Gilead reports encouraging results from Phase III hypertension trial

Gilead Sciences, a biopharmaceutical company, has reported encouraging data from DAR-311, a Phase III clinical trial evaluating the company’s once-daily oral endothelin receptor antagonist darusentan as an add-on treatment for resistant hypertension, defined as the failure to achieve goal blood pressure while adhering to full doses of an appropriate three-drug regimen that includes a diuretic.

DAR-311 (Dorado) is an international Phase III double-blind, placebo-controlled parallel group trial, in which 379 patients were randomized to receive once-daily doses of darusentan 50mg (n=81), 100mg (n=81), 300mg (n=85) or placebo (n=132) for up to 14 weeks as an add-on to existing antihypertensive regimens.

The co-primary efficacy endpoints were change from baseline to week 14 in trough sitting systolic blood pressure (SBP) and trough sitting diastolic blood pressure (DBP). Secondary endpoints included change from baseline in mean 24-hour SBP and DBP and percent of patients reaching SBP goal. Gilead announced topline results from the study in April 2009.

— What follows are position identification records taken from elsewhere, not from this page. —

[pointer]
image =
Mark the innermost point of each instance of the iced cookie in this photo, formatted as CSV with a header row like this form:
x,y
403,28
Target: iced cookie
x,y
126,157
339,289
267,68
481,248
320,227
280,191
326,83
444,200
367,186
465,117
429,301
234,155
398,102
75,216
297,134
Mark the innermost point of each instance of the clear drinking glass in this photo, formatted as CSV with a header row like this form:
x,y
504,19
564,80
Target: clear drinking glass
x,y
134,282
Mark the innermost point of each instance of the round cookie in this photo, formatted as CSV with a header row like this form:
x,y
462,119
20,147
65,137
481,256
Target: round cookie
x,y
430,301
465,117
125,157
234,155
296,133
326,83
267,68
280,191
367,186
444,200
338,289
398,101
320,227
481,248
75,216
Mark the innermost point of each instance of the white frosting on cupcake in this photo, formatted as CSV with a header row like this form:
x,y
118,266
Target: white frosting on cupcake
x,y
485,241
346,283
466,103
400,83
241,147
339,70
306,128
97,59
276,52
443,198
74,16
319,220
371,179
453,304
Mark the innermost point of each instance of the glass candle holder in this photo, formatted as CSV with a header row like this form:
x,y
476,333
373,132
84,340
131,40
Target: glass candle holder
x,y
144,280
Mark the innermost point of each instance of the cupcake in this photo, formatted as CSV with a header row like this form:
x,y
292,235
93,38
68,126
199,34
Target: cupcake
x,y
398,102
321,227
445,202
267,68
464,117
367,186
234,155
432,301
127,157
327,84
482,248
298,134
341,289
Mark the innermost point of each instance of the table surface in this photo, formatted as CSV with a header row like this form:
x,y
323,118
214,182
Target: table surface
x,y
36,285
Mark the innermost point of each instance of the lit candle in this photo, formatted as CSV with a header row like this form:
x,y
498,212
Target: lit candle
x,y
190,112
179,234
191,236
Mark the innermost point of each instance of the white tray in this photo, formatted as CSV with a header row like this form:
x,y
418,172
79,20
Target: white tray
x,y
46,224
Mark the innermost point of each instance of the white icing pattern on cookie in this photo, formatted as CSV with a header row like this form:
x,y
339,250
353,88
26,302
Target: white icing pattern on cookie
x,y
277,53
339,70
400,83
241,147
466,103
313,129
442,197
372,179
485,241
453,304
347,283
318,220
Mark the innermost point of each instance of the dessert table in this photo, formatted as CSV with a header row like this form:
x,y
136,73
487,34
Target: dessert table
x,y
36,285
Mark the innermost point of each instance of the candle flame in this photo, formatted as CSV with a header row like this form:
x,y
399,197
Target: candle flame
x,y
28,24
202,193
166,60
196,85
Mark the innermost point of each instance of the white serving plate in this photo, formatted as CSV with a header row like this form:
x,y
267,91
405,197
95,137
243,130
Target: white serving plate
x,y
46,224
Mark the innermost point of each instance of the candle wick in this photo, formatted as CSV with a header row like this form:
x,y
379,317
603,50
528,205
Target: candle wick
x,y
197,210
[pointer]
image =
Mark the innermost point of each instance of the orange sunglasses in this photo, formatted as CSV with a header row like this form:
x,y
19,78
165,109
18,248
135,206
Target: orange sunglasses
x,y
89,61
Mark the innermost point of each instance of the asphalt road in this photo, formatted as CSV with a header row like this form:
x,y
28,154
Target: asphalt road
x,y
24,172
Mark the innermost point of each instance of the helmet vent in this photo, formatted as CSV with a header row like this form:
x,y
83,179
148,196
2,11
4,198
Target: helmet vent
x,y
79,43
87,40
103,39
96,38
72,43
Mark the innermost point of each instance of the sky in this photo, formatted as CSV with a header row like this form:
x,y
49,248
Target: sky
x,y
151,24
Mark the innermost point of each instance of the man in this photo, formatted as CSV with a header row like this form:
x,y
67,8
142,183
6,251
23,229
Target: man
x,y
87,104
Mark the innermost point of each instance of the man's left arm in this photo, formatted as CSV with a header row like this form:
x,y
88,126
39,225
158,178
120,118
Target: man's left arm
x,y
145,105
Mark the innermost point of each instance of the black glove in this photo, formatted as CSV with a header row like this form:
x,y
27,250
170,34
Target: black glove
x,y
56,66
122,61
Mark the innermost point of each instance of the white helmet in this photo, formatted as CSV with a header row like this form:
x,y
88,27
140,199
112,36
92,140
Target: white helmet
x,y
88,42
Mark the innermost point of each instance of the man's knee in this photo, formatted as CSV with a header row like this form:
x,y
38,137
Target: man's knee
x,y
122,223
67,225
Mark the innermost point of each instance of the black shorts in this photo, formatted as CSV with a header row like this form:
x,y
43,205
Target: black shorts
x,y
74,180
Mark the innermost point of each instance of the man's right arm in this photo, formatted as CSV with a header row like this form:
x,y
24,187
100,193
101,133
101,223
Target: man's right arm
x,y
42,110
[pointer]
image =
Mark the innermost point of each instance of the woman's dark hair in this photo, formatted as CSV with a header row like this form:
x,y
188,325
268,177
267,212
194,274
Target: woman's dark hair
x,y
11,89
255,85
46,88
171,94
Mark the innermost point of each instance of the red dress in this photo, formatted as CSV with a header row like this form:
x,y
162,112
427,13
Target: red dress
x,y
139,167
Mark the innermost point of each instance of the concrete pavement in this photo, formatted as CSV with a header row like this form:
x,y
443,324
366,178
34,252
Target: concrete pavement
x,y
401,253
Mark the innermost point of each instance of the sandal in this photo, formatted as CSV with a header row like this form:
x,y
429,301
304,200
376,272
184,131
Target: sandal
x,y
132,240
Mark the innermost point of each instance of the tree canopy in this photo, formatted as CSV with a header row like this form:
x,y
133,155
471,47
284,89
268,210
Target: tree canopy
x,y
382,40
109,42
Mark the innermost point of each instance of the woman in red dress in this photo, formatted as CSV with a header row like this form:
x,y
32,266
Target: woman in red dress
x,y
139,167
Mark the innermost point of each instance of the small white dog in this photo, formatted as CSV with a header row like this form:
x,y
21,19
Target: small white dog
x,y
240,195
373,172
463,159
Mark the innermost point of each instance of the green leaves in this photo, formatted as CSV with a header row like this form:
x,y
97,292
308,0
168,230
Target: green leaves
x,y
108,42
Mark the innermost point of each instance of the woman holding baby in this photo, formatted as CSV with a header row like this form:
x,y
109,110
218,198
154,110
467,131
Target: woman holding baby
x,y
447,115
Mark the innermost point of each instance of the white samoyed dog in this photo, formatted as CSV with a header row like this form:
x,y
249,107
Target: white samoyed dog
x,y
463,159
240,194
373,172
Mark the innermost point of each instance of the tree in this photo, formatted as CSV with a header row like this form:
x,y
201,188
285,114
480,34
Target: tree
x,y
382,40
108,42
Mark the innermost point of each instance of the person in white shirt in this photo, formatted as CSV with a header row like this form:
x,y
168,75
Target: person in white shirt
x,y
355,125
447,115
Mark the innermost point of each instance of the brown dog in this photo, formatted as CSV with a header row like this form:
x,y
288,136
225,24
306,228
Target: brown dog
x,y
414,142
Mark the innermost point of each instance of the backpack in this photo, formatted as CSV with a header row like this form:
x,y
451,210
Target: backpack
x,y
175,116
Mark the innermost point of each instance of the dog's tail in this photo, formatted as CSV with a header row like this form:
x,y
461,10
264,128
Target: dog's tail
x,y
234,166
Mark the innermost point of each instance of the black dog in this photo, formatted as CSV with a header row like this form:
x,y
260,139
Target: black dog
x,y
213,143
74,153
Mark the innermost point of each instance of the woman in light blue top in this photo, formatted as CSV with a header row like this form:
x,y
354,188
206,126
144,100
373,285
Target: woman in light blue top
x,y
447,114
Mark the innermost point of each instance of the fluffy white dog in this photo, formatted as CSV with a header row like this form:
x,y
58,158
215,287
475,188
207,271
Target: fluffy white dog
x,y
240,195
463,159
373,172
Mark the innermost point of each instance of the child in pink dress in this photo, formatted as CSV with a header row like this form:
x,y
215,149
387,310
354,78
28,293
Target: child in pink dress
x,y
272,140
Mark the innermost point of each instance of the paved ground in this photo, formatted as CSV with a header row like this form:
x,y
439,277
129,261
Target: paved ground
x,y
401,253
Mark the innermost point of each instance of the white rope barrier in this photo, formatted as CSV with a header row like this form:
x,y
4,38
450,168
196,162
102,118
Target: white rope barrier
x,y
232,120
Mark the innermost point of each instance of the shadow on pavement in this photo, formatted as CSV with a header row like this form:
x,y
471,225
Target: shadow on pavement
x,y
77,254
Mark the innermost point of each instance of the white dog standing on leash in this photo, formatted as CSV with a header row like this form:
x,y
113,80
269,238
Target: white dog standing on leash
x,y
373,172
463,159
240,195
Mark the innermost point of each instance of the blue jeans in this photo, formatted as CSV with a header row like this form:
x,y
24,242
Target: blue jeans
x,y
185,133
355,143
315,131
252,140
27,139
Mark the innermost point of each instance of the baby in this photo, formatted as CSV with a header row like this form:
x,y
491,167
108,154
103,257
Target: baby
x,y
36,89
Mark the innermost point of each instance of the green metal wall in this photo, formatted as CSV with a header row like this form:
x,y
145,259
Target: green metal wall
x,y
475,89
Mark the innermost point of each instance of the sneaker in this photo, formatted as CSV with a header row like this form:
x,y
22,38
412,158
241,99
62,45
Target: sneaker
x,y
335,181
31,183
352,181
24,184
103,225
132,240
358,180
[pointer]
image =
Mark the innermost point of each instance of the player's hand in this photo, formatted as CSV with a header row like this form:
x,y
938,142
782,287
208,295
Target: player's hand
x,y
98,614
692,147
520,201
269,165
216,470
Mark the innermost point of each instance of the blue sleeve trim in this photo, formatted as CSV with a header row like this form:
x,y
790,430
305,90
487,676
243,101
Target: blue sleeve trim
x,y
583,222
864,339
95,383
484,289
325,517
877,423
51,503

In DAR-311, mean reductions in trough sitting SBP from baseline of 16.5mmHg, 18.1mmHg, 18.1mmHg and 8.6 mmHg were observed for the darusentan 50mg, 100mg, 300mg and placebo groups, respectively, after 14 weeks of treatment. Mean reductions in trough sitting DBP from baseline of 10.1mmHg, 9.9mmHg, 10.7mmHg and 5.3mmHg were observed for the darusentan 50mg, 100mg, 300mg and placebo groups, respectively, after 14 weeks of treatment.

According to Gilead, ambulatory blood pressure monitoring (ABPM) performed at week 14 revealed highly significant (p<0.001) reductions from baseline in 24-hour SBP and DBP in patients treated with darusentan. Reductions in mean 24-hour SBP of 9mmHg, 9.8mmHg, 9.5mmHg and 1.1mmHg were observed for the darusentan 50mg, 100mg, 300mg and placebo groups, respectively.

For DBP, mean 24-hour reductions of 7.8mmHg, 7.7mmHg, 7.4mmHg and 0.7mmHg were observed for the darusentan 50mg, 100mg, 300mg and placebo groups, respectively. Reductions in ambulatory SBP were maintained throughout the 24-hour monitoring period and there were no significant changes in heart rate, the company said.